Die Kosten des Beschwerdeverfahrens hat der Kläger zu tragen.

Normenkette:

FGO § 135 Abs. 2;

Gründe

Die Nichtzulassungsbeschwerde des Klägers und Beschwerdeführers (Kläger) ist unbegründet und daher zurückzuweisen.

1. Die vom Kläger geltend gemachten Revisionszulassungsgründe liegen nicht vor.

a) Die Revision ist nicht zur Sicherung einer einheitlichen Rechtsprechung (§ 115 Abs. 2 Nr. 2 Alternative 2 der Finanzgerichtsordnung —FGO—) zuzulassen.
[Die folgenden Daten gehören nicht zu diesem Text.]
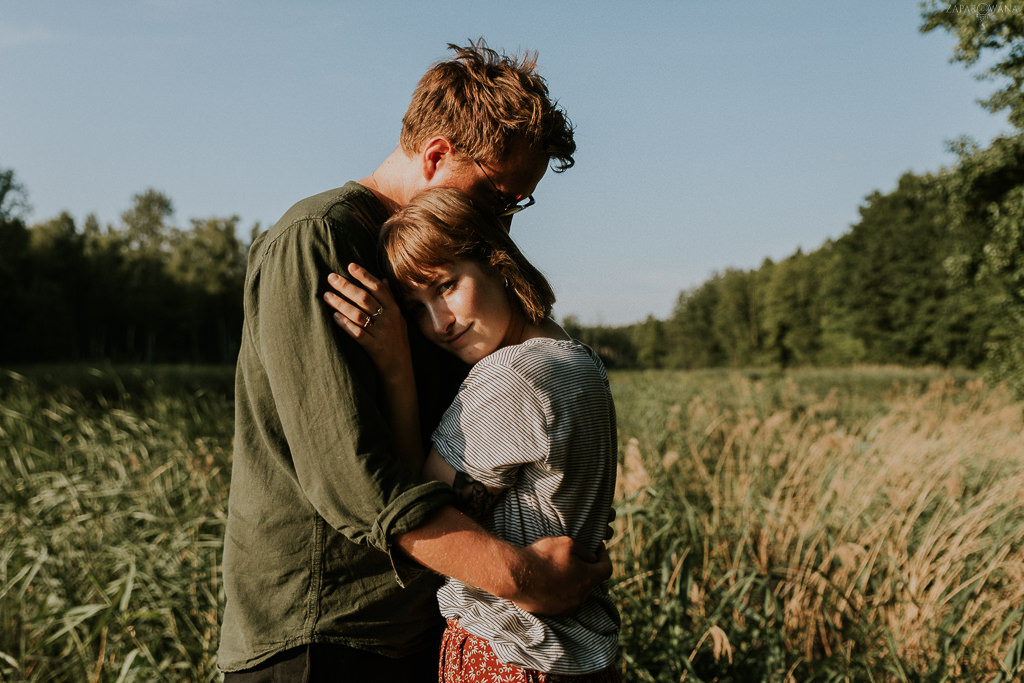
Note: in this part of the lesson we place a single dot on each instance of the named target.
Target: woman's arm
(369, 312)
(472, 497)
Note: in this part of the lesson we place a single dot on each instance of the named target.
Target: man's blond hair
(480, 100)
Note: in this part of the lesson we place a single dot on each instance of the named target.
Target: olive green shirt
(316, 494)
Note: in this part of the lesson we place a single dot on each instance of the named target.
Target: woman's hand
(369, 312)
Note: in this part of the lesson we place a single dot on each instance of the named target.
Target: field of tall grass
(861, 524)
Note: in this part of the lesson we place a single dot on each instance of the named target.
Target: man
(328, 532)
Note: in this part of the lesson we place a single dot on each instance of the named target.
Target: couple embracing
(413, 430)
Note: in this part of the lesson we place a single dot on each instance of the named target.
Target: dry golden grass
(890, 548)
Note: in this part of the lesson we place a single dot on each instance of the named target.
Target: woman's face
(464, 308)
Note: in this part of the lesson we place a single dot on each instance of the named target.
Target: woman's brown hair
(442, 225)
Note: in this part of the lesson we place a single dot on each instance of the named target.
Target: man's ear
(437, 154)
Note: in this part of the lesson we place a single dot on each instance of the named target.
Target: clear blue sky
(711, 135)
aa) Die Zulassung der Revision aus diesem Grund setzt voraus, dass das Finanzgericht (FG) in einer Rechtsfrage von der Entscheidung eines anderen Gerichts abgewichen ist, dass dabei über dieselbe Rechtsfrage entschieden wurde und diese für beide Entscheidungen rechtserheblich war, dass die Entscheidungen zu gleichen oder vergleichbaren Sachverhalten ergangen sind, dass die abweichend beantwortete Rechtsfrage im Revisionsverfahren geklärt werden kann und dass eine Entscheidung des Bundesfinanzhofs (BFH) zur Wahrung der Rechtseinheit erforderlich ist (ständige Rechtsprechung, vgl. z.B. BFH-Beschlüsse vom 09.09.2015 – II B 28/15, BFH/NV 2015, 1668, Rz 9; vom 12.06.2017 – III B 157/16, BFH/NV 2017, 1318, Rz 13; vom 30.06.2020 – II B 90/19, BFH/NV 2020, 1279, Rz 16; jeweils m.w.N.). Zur schlüssigen Darlegung einer solchen Abweichungsrüge muss der Beschwerdeführer tragende und abstrakte Rechtssätze aus dem angefochtenen FG-Urteil einerseits und aus den behaupteten, genau bezeichneten Divergenzentscheidungen andererseits herausarbeiten und einander gegenüberstellen, um so die behauptete Abweichung zu verdeutlichen (ständige Rechtsprechung, vgl. z.B. BFH-Beschlüsse vom 30.01.2019 – II B 104/17, BFH/NV 2019, 401, Rz 9; vom 05.06.2019 – II B 21/18, BFH/NV 2019, 1253, Rz 11; vom 01.09.2020 – II B 17/20, BFH/NV 2021, 192, Rz 8; jeweils m.w.N.).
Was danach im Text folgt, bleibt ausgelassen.